Myron Promotional Products
- Company type: Private
- Industry: Promotional Products
- Founded: Maywood, New Jersey, United States (1949; 77 years ago)
- Founder: Mike Adler, Elaine Adler
- Headquarters: Maywood, New Jersey, U.S.
- Area served: See listing
- Key people: Howard Wu (CEO), James Adler (Chairman)
- Services: See listing
- Number of employees: 1400

= Myron Corp =

American promotional products company

Myron Promotional Products is headquartered in Maywood, New Jersey and has seven sites worldwide in Canada, Germany, Honduras and China.

==History==
Myron Corp. (Myron) was founded by Mike and Elaine Adler in 1949. After purchasing a sewing machine and one heat-sealing device, the Adlers started what is now a thriving mail-order business. Originally, Myron specialized in the imprinting and personalization of pocket calendars, pens, and a variety of business gifts.
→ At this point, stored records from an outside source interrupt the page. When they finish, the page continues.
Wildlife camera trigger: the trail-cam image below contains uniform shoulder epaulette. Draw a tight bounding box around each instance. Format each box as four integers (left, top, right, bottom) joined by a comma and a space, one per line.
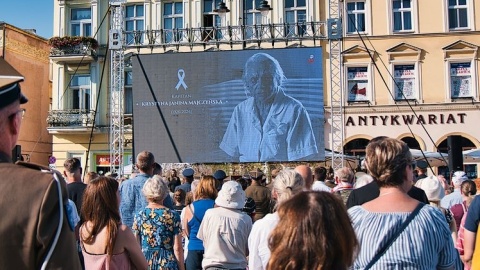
15, 161, 52, 172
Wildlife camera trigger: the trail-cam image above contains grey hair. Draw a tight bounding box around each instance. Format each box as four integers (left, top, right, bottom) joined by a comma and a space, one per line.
243, 53, 286, 92
142, 175, 169, 202
273, 169, 305, 205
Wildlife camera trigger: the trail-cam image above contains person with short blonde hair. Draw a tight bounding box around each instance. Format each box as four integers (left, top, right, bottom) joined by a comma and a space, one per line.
348, 137, 460, 269
133, 175, 185, 270
182, 175, 218, 269
120, 151, 155, 227
248, 169, 305, 269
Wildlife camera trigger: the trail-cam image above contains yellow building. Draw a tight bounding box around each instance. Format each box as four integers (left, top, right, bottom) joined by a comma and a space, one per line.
0, 22, 52, 166
48, 0, 480, 177
340, 0, 480, 177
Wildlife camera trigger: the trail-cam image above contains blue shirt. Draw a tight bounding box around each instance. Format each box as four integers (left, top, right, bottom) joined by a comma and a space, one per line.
464, 196, 480, 233
187, 199, 215, 250
220, 91, 318, 162
348, 205, 461, 270
119, 173, 173, 228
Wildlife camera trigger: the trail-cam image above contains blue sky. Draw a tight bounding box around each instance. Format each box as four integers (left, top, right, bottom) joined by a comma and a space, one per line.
0, 0, 53, 39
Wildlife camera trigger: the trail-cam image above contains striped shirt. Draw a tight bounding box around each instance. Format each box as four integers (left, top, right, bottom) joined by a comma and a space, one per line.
348, 205, 460, 269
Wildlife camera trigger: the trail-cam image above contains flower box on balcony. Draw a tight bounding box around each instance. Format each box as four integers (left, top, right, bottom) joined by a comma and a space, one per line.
48, 36, 98, 56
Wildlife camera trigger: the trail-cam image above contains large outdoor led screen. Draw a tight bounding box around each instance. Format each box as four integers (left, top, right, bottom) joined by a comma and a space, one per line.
132, 48, 324, 163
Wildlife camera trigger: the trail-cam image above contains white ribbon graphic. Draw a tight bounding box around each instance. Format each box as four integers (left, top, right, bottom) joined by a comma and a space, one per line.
175, 69, 188, 90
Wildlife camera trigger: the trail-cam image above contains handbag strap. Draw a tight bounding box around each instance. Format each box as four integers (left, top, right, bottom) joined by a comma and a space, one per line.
365, 202, 425, 270
188, 204, 202, 223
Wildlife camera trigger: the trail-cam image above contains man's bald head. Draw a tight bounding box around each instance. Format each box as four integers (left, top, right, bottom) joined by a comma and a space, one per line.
295, 165, 313, 190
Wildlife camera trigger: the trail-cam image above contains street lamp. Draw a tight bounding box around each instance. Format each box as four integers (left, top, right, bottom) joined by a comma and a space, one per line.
257, 1, 272, 17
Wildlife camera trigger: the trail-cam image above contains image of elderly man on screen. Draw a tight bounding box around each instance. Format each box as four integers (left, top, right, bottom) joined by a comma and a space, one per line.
220, 53, 318, 162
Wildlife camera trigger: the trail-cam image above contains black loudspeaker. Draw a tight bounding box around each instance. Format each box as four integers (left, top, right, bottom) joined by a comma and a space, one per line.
12, 145, 22, 163
447, 135, 463, 173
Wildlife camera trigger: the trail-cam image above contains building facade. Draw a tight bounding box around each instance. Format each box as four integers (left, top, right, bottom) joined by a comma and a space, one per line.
343, 0, 480, 178
0, 22, 52, 166
48, 0, 480, 176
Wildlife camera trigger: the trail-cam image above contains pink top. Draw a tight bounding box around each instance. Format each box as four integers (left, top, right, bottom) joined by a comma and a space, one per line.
82, 243, 132, 270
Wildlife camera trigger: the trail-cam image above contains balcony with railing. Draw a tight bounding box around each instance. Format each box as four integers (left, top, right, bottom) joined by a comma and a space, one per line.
49, 36, 98, 64
125, 22, 328, 49
47, 109, 95, 133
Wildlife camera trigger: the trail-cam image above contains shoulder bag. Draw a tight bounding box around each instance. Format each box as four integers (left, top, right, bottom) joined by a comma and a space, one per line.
365, 202, 425, 270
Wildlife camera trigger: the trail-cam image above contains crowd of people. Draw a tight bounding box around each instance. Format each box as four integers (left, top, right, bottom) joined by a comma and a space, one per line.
55, 137, 480, 270
0, 53, 480, 270
0, 77, 480, 270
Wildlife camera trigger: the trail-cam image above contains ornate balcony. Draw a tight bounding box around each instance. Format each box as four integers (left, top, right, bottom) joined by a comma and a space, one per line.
49, 36, 98, 64
124, 21, 328, 50
47, 110, 95, 132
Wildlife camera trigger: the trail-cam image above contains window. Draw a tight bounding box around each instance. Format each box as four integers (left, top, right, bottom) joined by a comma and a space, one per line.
70, 75, 91, 111
448, 0, 468, 29
70, 8, 92, 37
125, 5, 144, 45
202, 0, 223, 41
285, 0, 307, 37
163, 2, 183, 43
392, 0, 413, 32
347, 1, 365, 34
393, 64, 417, 100
124, 71, 133, 114
244, 0, 262, 38
449, 62, 474, 98
347, 66, 370, 102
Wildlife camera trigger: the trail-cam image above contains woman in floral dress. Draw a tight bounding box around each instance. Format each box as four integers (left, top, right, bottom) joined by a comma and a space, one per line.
133, 176, 185, 270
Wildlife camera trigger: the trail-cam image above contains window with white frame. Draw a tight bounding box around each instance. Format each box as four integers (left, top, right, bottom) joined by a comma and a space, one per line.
243, 0, 264, 39
124, 71, 133, 114
347, 66, 370, 102
393, 64, 418, 100
70, 8, 92, 37
163, 2, 183, 43
347, 1, 366, 34
448, 0, 468, 30
125, 5, 145, 44
392, 0, 413, 32
285, 0, 307, 37
449, 61, 475, 98
202, 0, 223, 41
70, 74, 91, 111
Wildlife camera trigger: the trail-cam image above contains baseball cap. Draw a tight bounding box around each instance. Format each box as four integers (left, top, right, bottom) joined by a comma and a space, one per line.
452, 171, 468, 186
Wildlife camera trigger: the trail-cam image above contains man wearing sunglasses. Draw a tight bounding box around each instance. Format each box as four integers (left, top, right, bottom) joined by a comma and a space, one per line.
0, 58, 80, 269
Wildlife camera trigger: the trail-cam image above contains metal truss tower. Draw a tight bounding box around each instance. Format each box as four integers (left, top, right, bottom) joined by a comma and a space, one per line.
109, 0, 126, 175
327, 0, 344, 170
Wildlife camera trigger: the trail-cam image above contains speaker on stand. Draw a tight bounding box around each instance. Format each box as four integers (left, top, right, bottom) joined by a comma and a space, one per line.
447, 135, 464, 175
12, 145, 23, 163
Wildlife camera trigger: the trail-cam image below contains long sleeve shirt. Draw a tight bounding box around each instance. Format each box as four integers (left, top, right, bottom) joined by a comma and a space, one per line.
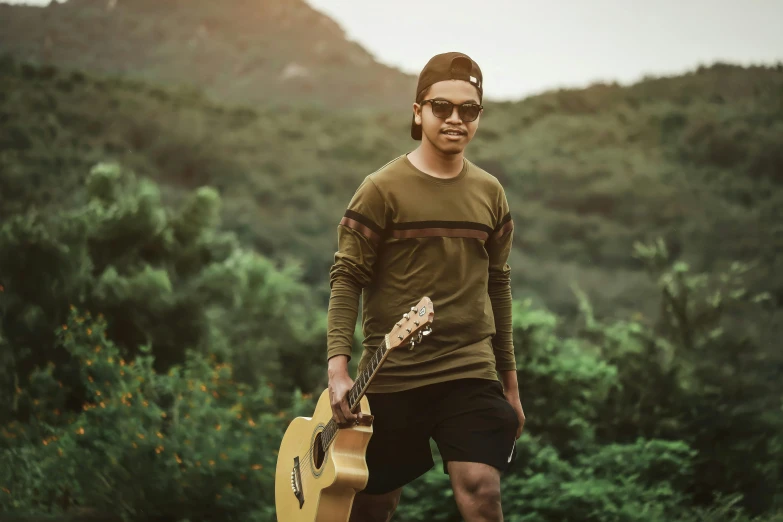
327, 155, 516, 392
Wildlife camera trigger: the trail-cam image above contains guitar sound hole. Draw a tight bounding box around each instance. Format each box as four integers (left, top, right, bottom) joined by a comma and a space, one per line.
313, 432, 325, 469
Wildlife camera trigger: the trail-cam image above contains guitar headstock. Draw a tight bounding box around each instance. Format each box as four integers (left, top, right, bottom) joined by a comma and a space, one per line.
389, 297, 435, 350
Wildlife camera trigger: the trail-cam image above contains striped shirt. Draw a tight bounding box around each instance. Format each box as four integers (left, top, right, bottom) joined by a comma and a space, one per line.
327, 155, 516, 392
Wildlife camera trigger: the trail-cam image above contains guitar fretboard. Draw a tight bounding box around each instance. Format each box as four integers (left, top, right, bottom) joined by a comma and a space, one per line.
321, 334, 389, 451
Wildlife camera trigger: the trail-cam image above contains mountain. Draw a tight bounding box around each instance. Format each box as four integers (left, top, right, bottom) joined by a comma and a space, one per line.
0, 57, 783, 315
0, 0, 416, 108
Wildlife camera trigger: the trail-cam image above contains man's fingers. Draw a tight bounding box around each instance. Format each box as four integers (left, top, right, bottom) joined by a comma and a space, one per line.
340, 400, 356, 423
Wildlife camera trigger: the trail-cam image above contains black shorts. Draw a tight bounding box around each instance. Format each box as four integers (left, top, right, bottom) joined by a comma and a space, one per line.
363, 379, 519, 494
In the 1950s Myron moved from its New York City location to a three-car garage in Englewood, New Jersey. With the help of a handful of employees, products were distributed to nearly 2,000 customers.

==Expansion==
After the initial success, Myron moved from Englewood to Teaneck, where it remained for four years. In 1968, the business was transferred to a one-story building in Maywood, New Jersey which was later expanded to meet the needs of the growing organization. In 1980, work began on a new complex on Maywood Avenue, which was completed and occupied by 1982. This new facility contained more than 100,000 square feet of space.

Howard Wu is the current CEO, who joined in 2020 with extensive digital transformation experiences from companies like Zulily, Google, Amazon, T-Mobile and HTC.

==Services==
Myron is a promotional products company, catering to customers in varying industries. Some examples include banks, non-profit organizations and educational groups.

The company offers a wide range of personalized promotional products for various events and occasions, including employee recognition, new customers and advertising, customer loyalty, corporate events, gifts for friends and family, and a holiday line including holiday cards and collectibles.

Myron's affiliated companies are known as Adler Business Gifts abroad and offer its products in 16 countries including the United States.